Work and Spend Cycle Makes Company Slaves

LESS LEISURE

FOR many Americans, the quest for work-family balance is more quixotic than ever. They feel time for family and leisure time is shrinking.

Economist Juliet Schor, author of ''The Overworked American,'' heartily agrees. And she points to consumerism as part of the problem.

''We have gotten ourselves entrenched in a cycle of work and spend -- a cycle of long hours and consumer mentality as a way of life,'' says Ms. Schor, a Harvard professor.

But some analysts dispute that Americans are working longer hours and have less time for leisure.

John Robinson, a sociology professor at the University of Maryland in College Park says Schor's data is faulty because it relies on the Census Bureau's Current Population Survey which asks people to recall the number of hours they worked. Mr. Robinson uses time diaries, which people use to track their activities, minute by minute over one or two days.

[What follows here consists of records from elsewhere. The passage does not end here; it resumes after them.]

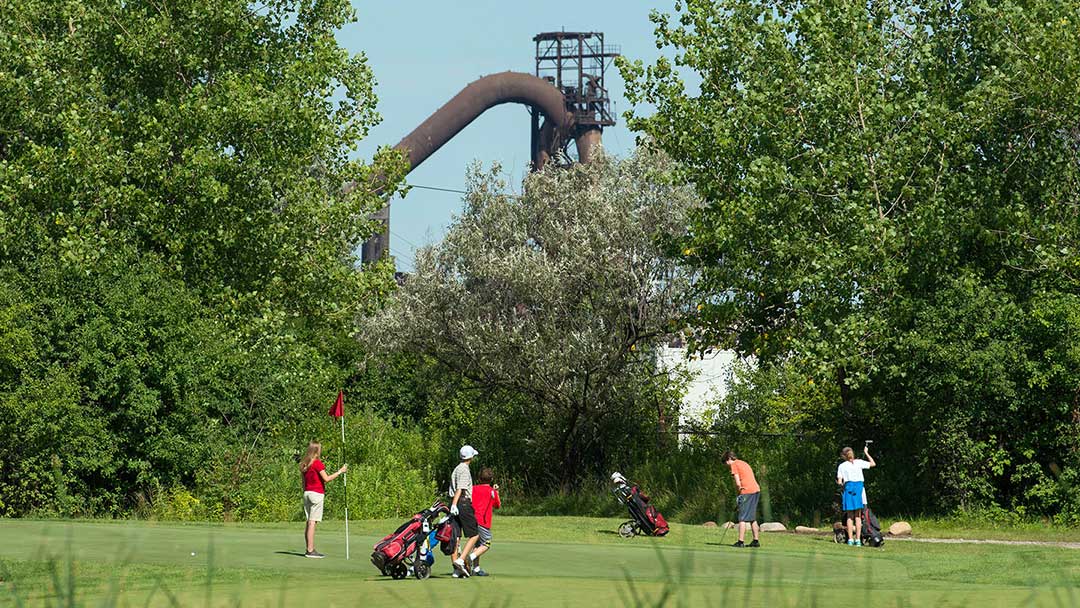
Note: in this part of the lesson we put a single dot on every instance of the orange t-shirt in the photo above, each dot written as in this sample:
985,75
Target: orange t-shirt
746,475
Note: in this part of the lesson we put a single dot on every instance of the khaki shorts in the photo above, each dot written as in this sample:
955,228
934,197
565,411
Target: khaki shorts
313,505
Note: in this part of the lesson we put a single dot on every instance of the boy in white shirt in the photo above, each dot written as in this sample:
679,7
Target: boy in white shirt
849,474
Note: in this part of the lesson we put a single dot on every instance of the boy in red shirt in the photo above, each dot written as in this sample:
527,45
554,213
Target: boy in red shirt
485,499
748,495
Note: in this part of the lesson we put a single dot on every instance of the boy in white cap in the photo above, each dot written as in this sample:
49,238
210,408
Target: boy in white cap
462,512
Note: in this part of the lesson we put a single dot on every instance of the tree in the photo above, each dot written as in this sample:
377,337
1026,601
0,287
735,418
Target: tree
176,237
891,197
213,135
556,295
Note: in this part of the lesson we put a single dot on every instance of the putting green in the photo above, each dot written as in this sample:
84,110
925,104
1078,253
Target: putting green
535,562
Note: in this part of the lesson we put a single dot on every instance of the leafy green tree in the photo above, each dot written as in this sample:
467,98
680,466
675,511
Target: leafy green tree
213,135
891,197
179,215
555,296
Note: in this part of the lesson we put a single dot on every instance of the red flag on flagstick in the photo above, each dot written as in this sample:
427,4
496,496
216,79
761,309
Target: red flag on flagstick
338,409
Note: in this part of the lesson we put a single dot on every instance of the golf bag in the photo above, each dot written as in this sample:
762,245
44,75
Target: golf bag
646,518
871,534
409,545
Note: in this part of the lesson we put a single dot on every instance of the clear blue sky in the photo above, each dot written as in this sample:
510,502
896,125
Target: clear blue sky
423,52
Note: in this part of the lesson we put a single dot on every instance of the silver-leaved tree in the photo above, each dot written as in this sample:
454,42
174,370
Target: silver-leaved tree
556,296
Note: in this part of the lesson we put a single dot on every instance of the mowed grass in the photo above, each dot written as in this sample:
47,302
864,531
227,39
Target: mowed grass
535,562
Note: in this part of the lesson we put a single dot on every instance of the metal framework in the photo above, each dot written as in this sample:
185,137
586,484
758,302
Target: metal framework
575,63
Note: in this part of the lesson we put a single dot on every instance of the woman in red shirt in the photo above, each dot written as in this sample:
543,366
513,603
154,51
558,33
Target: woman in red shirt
314,489
485,498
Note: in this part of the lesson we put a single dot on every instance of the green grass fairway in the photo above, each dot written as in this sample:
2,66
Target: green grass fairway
536,562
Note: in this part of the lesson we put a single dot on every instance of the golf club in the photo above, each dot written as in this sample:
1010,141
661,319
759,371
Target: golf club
724,535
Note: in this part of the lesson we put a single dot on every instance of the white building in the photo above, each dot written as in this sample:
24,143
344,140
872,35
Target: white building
710,377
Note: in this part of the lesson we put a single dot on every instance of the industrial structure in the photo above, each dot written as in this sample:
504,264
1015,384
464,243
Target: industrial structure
567,98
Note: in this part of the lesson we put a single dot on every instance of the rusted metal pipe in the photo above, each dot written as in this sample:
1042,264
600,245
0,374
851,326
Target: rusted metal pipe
474,99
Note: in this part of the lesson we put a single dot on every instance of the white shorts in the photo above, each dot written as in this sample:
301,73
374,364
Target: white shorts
313,505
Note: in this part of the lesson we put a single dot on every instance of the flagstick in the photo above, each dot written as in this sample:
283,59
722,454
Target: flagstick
345,478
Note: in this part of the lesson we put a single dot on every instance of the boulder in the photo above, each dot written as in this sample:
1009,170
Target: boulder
900,529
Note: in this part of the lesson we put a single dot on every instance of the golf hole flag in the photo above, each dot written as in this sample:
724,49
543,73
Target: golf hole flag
337,410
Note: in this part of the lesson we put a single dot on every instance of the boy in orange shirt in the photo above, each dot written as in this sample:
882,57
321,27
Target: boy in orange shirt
750,492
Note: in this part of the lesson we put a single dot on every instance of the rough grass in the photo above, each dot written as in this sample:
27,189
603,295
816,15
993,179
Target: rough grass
536,562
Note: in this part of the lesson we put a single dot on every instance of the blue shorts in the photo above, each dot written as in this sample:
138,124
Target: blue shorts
747,507
853,496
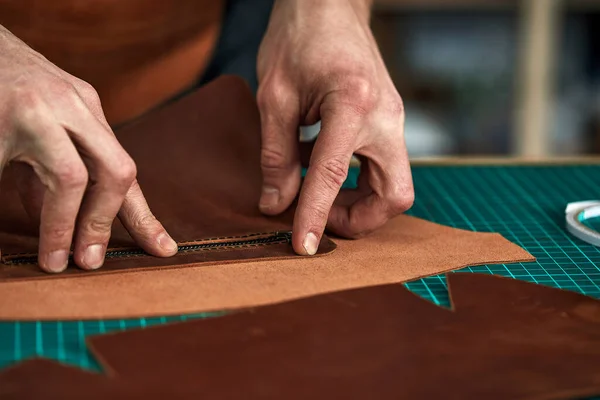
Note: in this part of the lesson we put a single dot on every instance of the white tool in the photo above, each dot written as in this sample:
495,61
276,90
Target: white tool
578,212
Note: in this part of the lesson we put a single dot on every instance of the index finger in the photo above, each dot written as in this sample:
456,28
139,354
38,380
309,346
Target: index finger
327,171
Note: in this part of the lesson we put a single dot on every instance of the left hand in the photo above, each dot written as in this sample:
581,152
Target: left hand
319,61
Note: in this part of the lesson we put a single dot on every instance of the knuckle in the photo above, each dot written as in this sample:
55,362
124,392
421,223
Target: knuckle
271,95
59,232
143,220
273,158
71,175
320,213
123,173
396,106
333,172
26,97
362,93
87,91
400,200
99,225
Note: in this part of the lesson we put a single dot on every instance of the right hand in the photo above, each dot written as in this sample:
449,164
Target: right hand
73,176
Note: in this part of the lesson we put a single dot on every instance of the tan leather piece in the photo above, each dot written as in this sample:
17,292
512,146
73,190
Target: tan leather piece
136,53
503,339
405,249
199,169
199,166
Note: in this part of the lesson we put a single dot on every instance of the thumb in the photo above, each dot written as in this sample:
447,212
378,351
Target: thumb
280,160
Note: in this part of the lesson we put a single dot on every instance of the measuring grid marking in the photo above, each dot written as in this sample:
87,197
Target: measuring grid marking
523,203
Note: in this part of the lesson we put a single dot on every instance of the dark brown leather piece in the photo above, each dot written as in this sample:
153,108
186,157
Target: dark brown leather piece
503,339
199,166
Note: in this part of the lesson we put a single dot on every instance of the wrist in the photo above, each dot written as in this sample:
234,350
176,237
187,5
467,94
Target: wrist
331,8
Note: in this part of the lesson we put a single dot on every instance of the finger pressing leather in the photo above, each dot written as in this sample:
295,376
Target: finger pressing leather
58,165
383,193
111,171
326,173
280,160
146,230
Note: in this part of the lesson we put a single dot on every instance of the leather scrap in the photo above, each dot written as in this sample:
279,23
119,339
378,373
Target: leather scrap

His analysis shows the hours people work are continuing to go down, and leisure time is increasing.

But Schor sticks to her guns, citing people's hurried lives to support her theory, which goes something like this: The longer you work, the more you make. The more you make, the more you spend. The more you spend, the longer you have to work. And the longer you work, the less time you have for family, community, and leisure activities.

''We are too much oriented in this society to keeping up with the Joneses, to constantly increasing norms of consumption [to the point] that there is no such thing as enough.''

This quest for a continually increasing standard of living jeopardizes families and communities, argues Schor, keynote speaker at a recent conference in Boston on work and family issues. ''Our basic social fabric is being ripped apart in order to maintain our position in the working-class system,'' she says.

Corporate culture

Experts blame a corporate culture that still tends to reward employees based on office ''face'' time rather than on results. ''Time is a measure of commitment,'' Schor says.

The solution she and some other experts advocate is to change the way work gets done by creating a system where ''career success is not a function of the total amount of hours you work, but how effective you are in each of the hours you do work.''

But Schor adds that blame doesn't rest solely within the corporate reward structure. Americans have become consumer addicts. Two, three, even four-income families are becoming the norm, as Americans work harder and longer to keep up.

Statistically, Americans should have more leisure time, Schor contends. In the last 50 years, the United States has almost tripled its per-hour productivity. A worker in 1949 could only produce about one-third of what a worker today could produce in one hour.

Yet, in the last 25 years, working hours have climbed substantially, she says. Between 1969 and 1989, the average American has increased his or her working hours in the workplace and at home by 160 hours a year, according to the Census Bureau numbers. The middle-income dual-earner American family with two children puts in about 6,500 hours annually today, up from 5,000 hours in 1969.

Productivity growth

What happened to that supposed free time? ''We have taken all of our productivity growth, and we have put it toward improving our material standard of living,'' says Schor, who is at work on a new book on consumerism.

For example, she cites that the average American house has more than doubled in size over the years; the average expenditures per person per year have increased 2-1/2 times; and consumption norms have crept up gradually as income has risen.

Regardless, workers still say they want to reduce their number of hours on the job. According to a recent survey of workers at a large telecommunications company, 70 percent said they would like to reduce their work hours but cited debt as a major obstacle.

Many corporations have responded to employees' needs to balance work and family by offering telecommuting, flex time, and job sharing.

But such programs undermine the goal of gender-equity in the workplace, says Joyce Fletcher, associate professor at Northeastern University in Boston, and a panel participant. Since women still bear the majority of child-care responsibilities, women primarily use these benefits.

As a result women are seen as less-willing and less-committed workers, Ms. Fletcher says, and it reinforces the false impression that family is more important to women than men.

Take an employee who works 80 hours a week and another who chooses to work 40 hours a week in order to spend more time caring for his or her children, dubbed the mommy-track or parent-track.

This mommy-track institutes a second-class job, Schor says, with lower pay and much less upward mobility. That sends the message that in order to participate in the unpaid labor force, employees must pay a big personal price, she says. Meanwhile, the company rewards the 80-hour employee with better pay and advancements even though that employee isn't contributing his or her fare share of social labor.